Douglas Adams, autore della serie di romanzi, aveva iniziato a lavorare allo script del film, conscio della necessità di adattare i testi in funzione dei media. Tuttavia, scomparso prematuramente, ha dovuto lasciare il progetto a Garth Jennings e Karey Kirkpatrick, i quali hanno portato a termine questo film irriverente, divertente e originale. Soprattutto originale.

Guida galattica per autostoppisti è un’avventura alla ricerca del senso della vita, l’universo e tutto quanto, dove la tematica esistenziale viene sparata tra le stelle in maniera assolutamente dissacrante, dando una visione particolare e spiritosa dell’esistenza umana.

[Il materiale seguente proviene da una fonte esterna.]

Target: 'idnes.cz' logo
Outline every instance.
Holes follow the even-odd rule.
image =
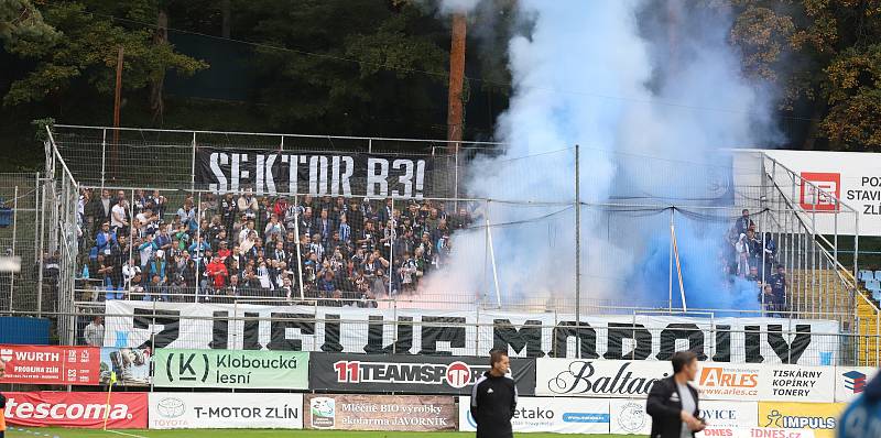
[[[424,383],[461,388],[474,382],[475,372],[465,362],[391,363],[339,361],[334,363],[339,383]]]

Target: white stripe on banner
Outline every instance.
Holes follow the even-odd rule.
[[[161,315],[146,317],[153,309]],[[400,353],[485,357],[504,343],[512,357],[576,358],[581,347],[581,358],[666,361],[673,351],[692,349],[701,360],[802,365],[833,364],[838,353],[837,339],[829,336],[838,333],[838,324],[825,320],[590,316],[581,320],[587,326],[578,346],[569,328],[574,317],[564,314],[112,300],[107,315],[105,346],[118,348],[155,340],[156,348],[363,353],[395,346]],[[282,317],[298,320],[279,321]]]

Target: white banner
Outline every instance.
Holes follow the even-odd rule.
[[[814,438],[811,429],[776,429],[773,427],[708,427],[695,438]]]
[[[830,403],[835,366],[700,363],[694,382],[704,399]]]
[[[471,397],[459,397],[459,430],[475,431]],[[609,401],[520,397],[511,426],[515,432],[608,434]]]
[[[762,402],[835,401],[835,366],[765,366],[765,373],[759,385]]]
[[[649,435],[651,431],[652,417],[645,413],[645,398],[609,399],[610,434]]]
[[[539,359],[535,395],[645,398],[672,374],[667,361]]]
[[[763,151],[820,190],[831,194],[845,205],[857,210],[861,236],[881,236],[881,154],[861,152],[820,151]],[[816,211],[817,232],[824,234],[853,234],[853,213],[840,215],[836,223],[835,202],[815,193],[809,184],[793,180],[782,169],[772,172],[766,162],[765,172],[774,173],[775,182],[787,198],[806,211]],[[842,209],[842,211],[848,211]],[[808,221],[812,219],[808,218]]]
[[[302,429],[303,394],[150,393],[151,429]]]
[[[698,403],[700,417],[710,427],[755,427],[759,404],[755,402],[704,401]],[[645,413],[645,399],[613,398],[609,401],[609,432],[649,435],[652,418]]]
[[[850,402],[857,398],[877,374],[878,369],[872,366],[836,366],[835,401]]]
[[[581,358],[646,361],[666,361],[690,348],[701,360],[800,364],[835,363],[838,350],[830,336],[838,333],[836,321],[591,316],[581,318],[577,333],[574,319],[547,313],[111,300],[105,346],[453,355],[487,355],[501,347],[519,358],[575,358],[580,348]],[[478,322],[477,330],[465,327]]]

La comicità riesce a essere allo stesso tempo demenziale ma anche incredibilmente acuta, dove le (troppo) poche parti dedicate alla guida sono i lampi più luminosi. La soryline è un’astronave alla deriva e la sceneggiatura degenera in maniera totale da metà in poi, dove la stranezza prende il sopravvento sul colpo di scena o sull’evocatività, ma poco importa e ci va bene lo spasso a spasso nello spazio.

Resta indimenticabile infine l’androide paranoico Marvin, incredibilmente lucido e pessimista, proprio perché troppo cosciente della natura umana.